Accepts Healthy Volunteers?

Details

Lead Sponsor:

Fraunhofer-Institute of Toxicology and Experimental Medicine

Collaborator:

GlaxoSmithKline

Treatments:

Cetirizine
Ephedrine
Pseudoephedrine

Criteria

Inclusion Criteria:

- Male and female subjects, aged 18-55 years.

- Women will be considered for inclusion if they are:

- Not pregnant, as confirmed by pregnancy test (see flow chart) and not nursing.

- Of non-child bearing potential (i.e. physiologically incapable of becoming
pregnant, including any female who is pre-menarchial or post-menopausal, with
documented proof of hysterectomy or tubal ligation, or meet clinical criteria for
menopause and has been amenorrhoeic for more than 1 year prior to the screening
visit).

- Of childbearing potential and using a highly effective method of contraception
during the entire study (vasectomized partner, abstinence - the lifestyle of the
female should be such that there is complete abstinence from intercourse from two
weeks prior to the first dose of study medication and to continue until at least
72 hours after treatment -, implants, injectables, combined oral contraceptives,
some IUDs)

- FEV1 > 80% of predicted at screening.

- Absence of any structural nasal abnormalities or nasal polyps on examination, absence
of a history of frequent nose bleeding or recent nasal surgery.

- Absence of conditions or factors, which would make the subject unlikely to be able to
stay in the Fraunhofer ECC for 6 hours.

- Non smokers or smokers with a history of less than 10 pack years.

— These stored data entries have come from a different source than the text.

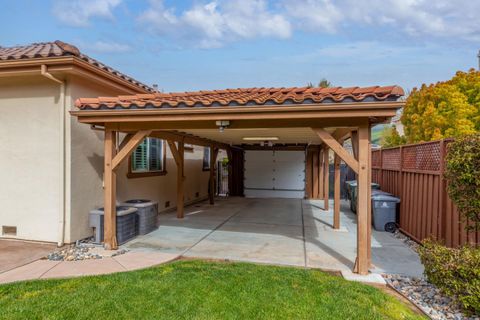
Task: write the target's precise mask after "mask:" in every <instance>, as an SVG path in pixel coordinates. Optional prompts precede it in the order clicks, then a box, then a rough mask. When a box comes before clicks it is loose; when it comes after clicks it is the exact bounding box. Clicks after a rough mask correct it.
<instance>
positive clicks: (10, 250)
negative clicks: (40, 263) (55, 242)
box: [0, 239, 56, 273]
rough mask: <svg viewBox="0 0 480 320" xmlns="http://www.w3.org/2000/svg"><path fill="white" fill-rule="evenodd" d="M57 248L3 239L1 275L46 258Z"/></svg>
mask: <svg viewBox="0 0 480 320" xmlns="http://www.w3.org/2000/svg"><path fill="white" fill-rule="evenodd" d="M55 248H56V246H55V245H54V244H43V243H33V242H25V241H18V240H6V239H1V240H0V273H2V272H5V271H7V270H10V269H14V268H17V267H20V266H23V265H26V264H28V263H30V262H33V261H35V260H38V259H40V258H42V257H45V256H46V255H47V254H49V253H50V252H52V251H53V250H54V249H55Z"/></svg>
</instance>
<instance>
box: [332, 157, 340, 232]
mask: <svg viewBox="0 0 480 320" xmlns="http://www.w3.org/2000/svg"><path fill="white" fill-rule="evenodd" d="M334 166H335V179H334V181H335V182H334V188H333V190H334V192H333V194H334V195H333V199H334V203H333V229H340V157H339V156H338V155H337V154H335V160H334Z"/></svg>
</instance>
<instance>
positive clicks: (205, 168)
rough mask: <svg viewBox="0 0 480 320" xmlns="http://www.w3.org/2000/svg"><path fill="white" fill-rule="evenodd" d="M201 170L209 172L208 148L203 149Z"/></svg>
mask: <svg viewBox="0 0 480 320" xmlns="http://www.w3.org/2000/svg"><path fill="white" fill-rule="evenodd" d="M203 170H204V171H207V170H210V147H203Z"/></svg>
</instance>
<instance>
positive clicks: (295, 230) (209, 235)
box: [125, 197, 423, 276]
mask: <svg viewBox="0 0 480 320" xmlns="http://www.w3.org/2000/svg"><path fill="white" fill-rule="evenodd" d="M322 207H323V201H321V200H301V199H248V198H234V197H232V198H221V199H217V201H216V203H215V205H214V206H211V205H209V204H208V203H200V204H198V205H194V206H190V207H187V208H186V212H185V218H184V219H183V220H179V219H177V218H176V217H175V213H168V214H161V215H160V216H159V228H158V230H155V231H153V232H152V233H150V234H148V235H145V236H140V237H137V238H136V239H134V240H133V241H131V242H129V243H127V244H126V245H125V247H127V248H129V249H133V250H159V251H161V252H168V253H176V254H179V255H182V256H185V257H197V258H212V259H229V260H234V261H248V262H257V263H268V264H276V265H290V266H300V267H308V268H321V269H325V270H351V269H352V268H353V264H354V261H355V257H356V222H355V220H356V216H355V215H354V214H353V213H352V212H351V211H350V210H349V209H348V205H347V203H346V202H345V203H343V204H342V213H341V226H342V227H341V229H340V230H338V231H337V230H333V229H332V223H333V213H332V211H331V210H330V211H324V210H322ZM330 207H333V205H331V206H330ZM372 259H373V264H374V265H375V268H374V269H373V270H372V271H373V272H379V273H380V272H386V273H400V274H406V275H410V276H421V275H422V272H423V267H422V265H421V263H420V261H419V258H418V256H417V254H416V253H415V252H414V251H412V250H411V249H410V248H408V247H407V246H406V245H405V244H404V243H403V242H402V241H400V240H398V239H396V238H395V237H393V235H391V234H389V233H386V232H377V231H373V237H372Z"/></svg>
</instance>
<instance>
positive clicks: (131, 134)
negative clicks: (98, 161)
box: [118, 133, 134, 150]
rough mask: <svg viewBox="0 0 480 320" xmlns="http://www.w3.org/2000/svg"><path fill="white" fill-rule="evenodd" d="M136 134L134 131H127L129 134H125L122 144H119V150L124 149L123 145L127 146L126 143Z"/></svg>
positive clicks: (129, 140)
mask: <svg viewBox="0 0 480 320" xmlns="http://www.w3.org/2000/svg"><path fill="white" fill-rule="evenodd" d="M133 136H134V134H133V133H127V135H126V136H125V138H123V140H122V142H121V143H120V145H119V146H118V150H120V149H122V148H123V147H125V145H126V144H127V143H128V141H130V140H131V139H132V138H133Z"/></svg>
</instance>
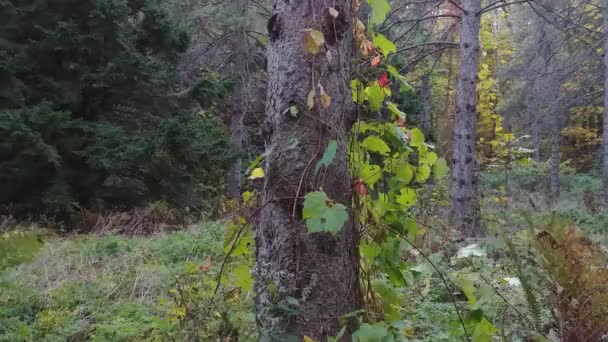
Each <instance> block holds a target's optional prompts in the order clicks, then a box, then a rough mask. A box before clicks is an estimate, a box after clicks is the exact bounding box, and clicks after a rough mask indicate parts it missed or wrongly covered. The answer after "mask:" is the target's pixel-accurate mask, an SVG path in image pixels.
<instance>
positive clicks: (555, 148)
mask: <svg viewBox="0 0 608 342" xmlns="http://www.w3.org/2000/svg"><path fill="white" fill-rule="evenodd" d="M559 134H560V126H559V115H556V116H555V118H553V124H552V125H551V175H550V190H551V195H550V197H551V202H552V203H556V202H557V198H558V197H559Z"/></svg>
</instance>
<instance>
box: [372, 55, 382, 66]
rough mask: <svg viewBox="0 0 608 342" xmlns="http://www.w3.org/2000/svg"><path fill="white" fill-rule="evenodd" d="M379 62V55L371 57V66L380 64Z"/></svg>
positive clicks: (375, 65)
mask: <svg viewBox="0 0 608 342" xmlns="http://www.w3.org/2000/svg"><path fill="white" fill-rule="evenodd" d="M380 62H382V58H381V57H380V55H376V56H375V57H374V58H373V59H372V67H376V66H378V65H379V64H380Z"/></svg>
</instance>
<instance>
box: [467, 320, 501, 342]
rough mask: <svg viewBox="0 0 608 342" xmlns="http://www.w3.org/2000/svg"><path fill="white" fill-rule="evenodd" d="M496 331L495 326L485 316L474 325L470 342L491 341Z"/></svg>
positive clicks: (490, 341)
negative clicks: (472, 332) (478, 322)
mask: <svg viewBox="0 0 608 342" xmlns="http://www.w3.org/2000/svg"><path fill="white" fill-rule="evenodd" d="M496 332H497V330H496V327H495V326H494V325H492V323H490V322H488V320H486V319H485V318H484V319H482V320H481V322H479V323H477V325H475V329H474V330H473V336H472V338H471V340H472V342H491V341H492V336H494V334H495V333H496Z"/></svg>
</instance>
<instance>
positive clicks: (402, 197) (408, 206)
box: [395, 188, 416, 208]
mask: <svg viewBox="0 0 608 342" xmlns="http://www.w3.org/2000/svg"><path fill="white" fill-rule="evenodd" d="M395 202H397V203H398V204H401V205H402V206H404V207H406V208H409V207H411V206H412V205H414V204H416V191H414V189H410V188H403V189H401V190H400V193H399V195H397V196H396V197H395Z"/></svg>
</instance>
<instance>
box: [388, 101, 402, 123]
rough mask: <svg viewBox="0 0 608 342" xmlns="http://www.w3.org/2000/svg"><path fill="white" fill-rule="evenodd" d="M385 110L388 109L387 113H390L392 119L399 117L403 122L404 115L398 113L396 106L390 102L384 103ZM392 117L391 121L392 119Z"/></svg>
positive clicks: (399, 113) (397, 110) (401, 113)
mask: <svg viewBox="0 0 608 342" xmlns="http://www.w3.org/2000/svg"><path fill="white" fill-rule="evenodd" d="M386 108H388V110H389V112H391V114H393V115H394V117H400V118H402V119H403V120H405V117H406V115H405V113H404V112H402V111H400V110H399V108H397V105H396V104H394V103H392V102H386ZM394 117H393V119H394Z"/></svg>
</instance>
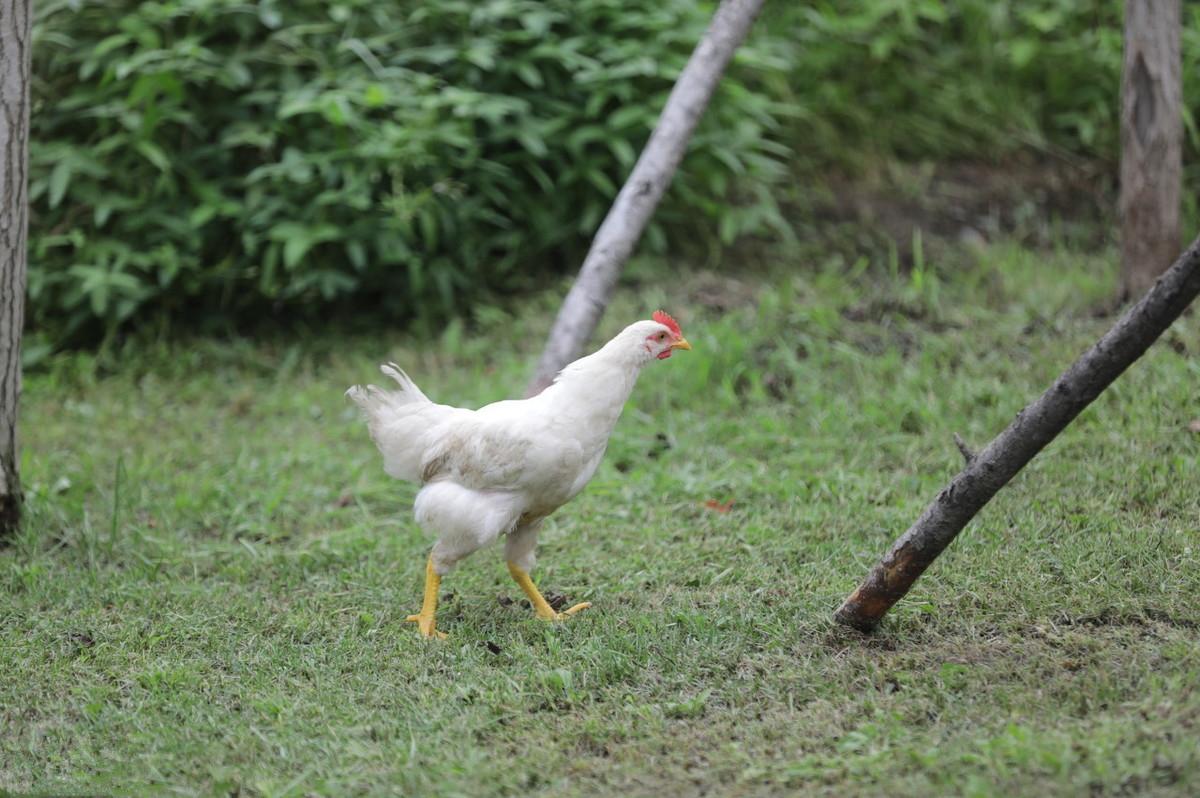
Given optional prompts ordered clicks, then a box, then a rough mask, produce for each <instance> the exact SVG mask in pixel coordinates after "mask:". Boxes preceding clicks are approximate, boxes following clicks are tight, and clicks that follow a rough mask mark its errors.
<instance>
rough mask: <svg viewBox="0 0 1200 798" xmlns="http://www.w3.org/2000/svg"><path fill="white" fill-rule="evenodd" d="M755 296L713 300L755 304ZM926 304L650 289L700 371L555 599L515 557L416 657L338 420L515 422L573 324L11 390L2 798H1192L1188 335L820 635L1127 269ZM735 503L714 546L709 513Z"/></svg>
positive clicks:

- Able and willing to give written informed consent to take part in the study.

- Available to complete all study measurements.

- History of allergic rhinitis to grass pollen and a positive skin prick test for
Dactylis glomerata pollen at or within 12 months prior to the screening visit.

- Subject must exhibit a moderate response upon 4000 Dactylis glomerata pollen grains/m3
during 2 hours in the ECC on visit 2.

- Subjects with mild stable asthma that is controlled with occasional use of as-needed
short-acting beta-agonists and associated with normal lung function may be included.

Exclusion Criteria:

- History of a respiratory tract infection and/or exacerbation of asthma within 4 weeks
before the screening and during the study.

- Any history of life-threatening asthma, defined as an asthma episode that required
intubation and/or was associated with hypercapnia, respiratory arrest or hypoxic
seizures.

- Administration of oral, injectable or dermal corticosteroids within 8 weeks or
intranasal and/or inhaled corticosteroids within 4 weeks of the screening visit.

- Unable to abstain from other medications including non-steroidal anti-inflammatory
drugs (NSAIDS), anti-depressant drugs, anti-histamines and anti-asthma, anti-rhinitis
or hay fever medication (other than short acting inhaled beta-agonists) for 1 week
prior to screening and throughout the course of the study.

- Paracetamol up to 1g per day is permitted for the treatment of minor ailments, e.g.
headache.

- Past or present disease, which as judged by the investigator, may affect the outcome
of this study. These diseases include, but are not limited to, cardiovascular disease,
malignancy, hepatic disease, renal disease, hematological disease, neurological
disease, endocrine disease or pulmonary disease (including but not confined to chronic
bronchitis, emphysema, tuberculosis, bronchiectasis or cystic fibrosis).

- Known hypersensitivity, allergic reactions or intolerance to cetirizine,
pseudoephedrine or any of the other ingredients.

- Subject receiving monoamine oxidase inhibitors or has received these agents in the
last two weeks before dosing.

- Subject is undergoing allergen desensitisation therapy.

- There is a risk of non-compliance with study procedures.

- Participation in another clinical trial 30 days prior to enrolment.